Open@VT

Open Access, Open Data, and Open Educational Resources

Category Archives: Self-Archiving

Beyond Elsevier

Elsevier has been sending takedown notices to any site hosting the final PDF version of its journal articles. The takedowns first became apparent on Academia.edu. Mike Taylor was one of the first to blog about it, takedown recipient Guy Leonard blogged about it, and there’s a link roundup on Confessions of a Science Librarian. Later it became clear that the takedown notices were more wide-ranging, going to hosting services like WordPress as well as universities. The blowback was enough to prompt a response from Elsevier.

Elsevier can send takedown notices since it owns the articles in its journals. It owns the articles because authors who publish in Elsevier journals sign away their copyright before publication. The license agreement allows for archiving of the author’s version, but not the journal’s published PDF. Authors should avoid posting the published version of their articles as a general rule, though a few publishers do allow it.

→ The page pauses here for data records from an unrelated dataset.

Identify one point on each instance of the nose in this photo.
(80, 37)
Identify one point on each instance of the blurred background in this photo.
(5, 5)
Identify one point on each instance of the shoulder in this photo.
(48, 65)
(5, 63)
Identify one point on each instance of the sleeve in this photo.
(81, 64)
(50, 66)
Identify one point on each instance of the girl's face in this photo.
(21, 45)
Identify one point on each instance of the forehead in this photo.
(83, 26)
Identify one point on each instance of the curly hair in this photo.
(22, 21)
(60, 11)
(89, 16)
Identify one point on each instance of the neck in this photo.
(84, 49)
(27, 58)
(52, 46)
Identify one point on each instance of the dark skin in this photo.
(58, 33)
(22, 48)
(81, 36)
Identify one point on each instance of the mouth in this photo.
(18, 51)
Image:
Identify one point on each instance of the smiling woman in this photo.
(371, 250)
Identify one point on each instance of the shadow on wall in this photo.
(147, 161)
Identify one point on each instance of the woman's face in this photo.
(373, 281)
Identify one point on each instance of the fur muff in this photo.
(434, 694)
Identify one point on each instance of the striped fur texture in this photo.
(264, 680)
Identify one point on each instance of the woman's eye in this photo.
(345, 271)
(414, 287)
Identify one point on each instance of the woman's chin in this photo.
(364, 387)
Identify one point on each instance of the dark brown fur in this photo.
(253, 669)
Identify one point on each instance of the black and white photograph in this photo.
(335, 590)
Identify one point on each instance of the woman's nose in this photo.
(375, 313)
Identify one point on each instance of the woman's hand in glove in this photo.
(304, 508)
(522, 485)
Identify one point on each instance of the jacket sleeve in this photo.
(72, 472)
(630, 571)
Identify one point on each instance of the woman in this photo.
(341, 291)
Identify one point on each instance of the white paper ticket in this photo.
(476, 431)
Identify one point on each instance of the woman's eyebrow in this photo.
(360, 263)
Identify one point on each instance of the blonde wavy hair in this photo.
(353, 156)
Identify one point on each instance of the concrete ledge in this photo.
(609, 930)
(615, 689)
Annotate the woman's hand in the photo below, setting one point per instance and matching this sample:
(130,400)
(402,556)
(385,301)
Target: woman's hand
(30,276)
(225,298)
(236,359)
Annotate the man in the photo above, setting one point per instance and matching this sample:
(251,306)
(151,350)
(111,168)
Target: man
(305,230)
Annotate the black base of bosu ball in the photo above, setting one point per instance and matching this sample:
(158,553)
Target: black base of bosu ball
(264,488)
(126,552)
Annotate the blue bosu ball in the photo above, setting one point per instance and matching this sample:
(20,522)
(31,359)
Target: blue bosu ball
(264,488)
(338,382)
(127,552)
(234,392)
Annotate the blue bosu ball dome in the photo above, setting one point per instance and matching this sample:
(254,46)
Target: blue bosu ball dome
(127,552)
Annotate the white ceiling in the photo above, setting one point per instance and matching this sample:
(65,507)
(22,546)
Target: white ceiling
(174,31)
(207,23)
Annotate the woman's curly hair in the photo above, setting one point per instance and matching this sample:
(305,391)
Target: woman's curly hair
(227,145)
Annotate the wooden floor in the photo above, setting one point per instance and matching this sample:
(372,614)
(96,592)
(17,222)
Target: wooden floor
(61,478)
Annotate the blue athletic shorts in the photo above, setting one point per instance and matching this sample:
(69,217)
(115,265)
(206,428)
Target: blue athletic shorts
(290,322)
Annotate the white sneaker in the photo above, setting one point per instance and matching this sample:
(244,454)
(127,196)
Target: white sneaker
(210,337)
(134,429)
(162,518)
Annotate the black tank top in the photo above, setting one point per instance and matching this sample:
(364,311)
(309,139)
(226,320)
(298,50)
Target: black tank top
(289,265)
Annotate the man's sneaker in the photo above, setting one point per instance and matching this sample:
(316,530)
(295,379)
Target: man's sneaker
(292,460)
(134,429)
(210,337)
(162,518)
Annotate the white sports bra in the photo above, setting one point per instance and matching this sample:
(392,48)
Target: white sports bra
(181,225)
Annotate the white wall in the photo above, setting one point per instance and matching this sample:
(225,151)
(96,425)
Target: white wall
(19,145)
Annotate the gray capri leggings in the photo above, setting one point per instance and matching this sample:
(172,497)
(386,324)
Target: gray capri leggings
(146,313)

Here are my suggestions for avoiding this problem:

  • Publish in an open access journal (see the Directory of Open Access Journals for a list by discipline). Many require only a license to publish, rather than a copyright transfer, and use a Creative Commons license.
  • If you can’t publish in an open access journal, check a journal’s archiving policy in advance by searching it in SHERPA/RoMEO.
  • Read the fine print regardless of where you are publishing. This is not like a software license where everyone just clicks “I Agree.” This is your work, so read licenses carefully. Copyright transfer gives complete ownership to the publisher, and your rights are limited to those listed in the license agreement.
  • Archive your post-print if possible, since it is your final version incorporating changes from the peer review process. If not allowed, post the pre-print. Archive in a repository where your article is immediately accessible, such as VTechWorks. Research networking sites require membership (Academia.edu) and/or software download (Mendeley) that are barriers to immediate access.
  • Make your archived version easy to read and reuse. If double spaced, revert to single spaced, and insert tables and figures in the appropriate places. Consider archiving your data as well so your work can be replicated and incorporated into larger studies. Attach a Creative Commons license to make it clear you are explicitly allowing reuse. [Update: if you transferred copyright you likely cannot assign a CC license- see discussions by Kevin Smith, Michael Carroll, and Charles Oppenheim.]
  • If you have co-authors, come to agreement early on publishing venues and archiving so you don’t get locked into a result you don’t like. Remember that typically one author signs for all authors, so that person must understand group wishes.
  • Learn about and download the author addendum which allows you to reserve rights, or use the addendum engine.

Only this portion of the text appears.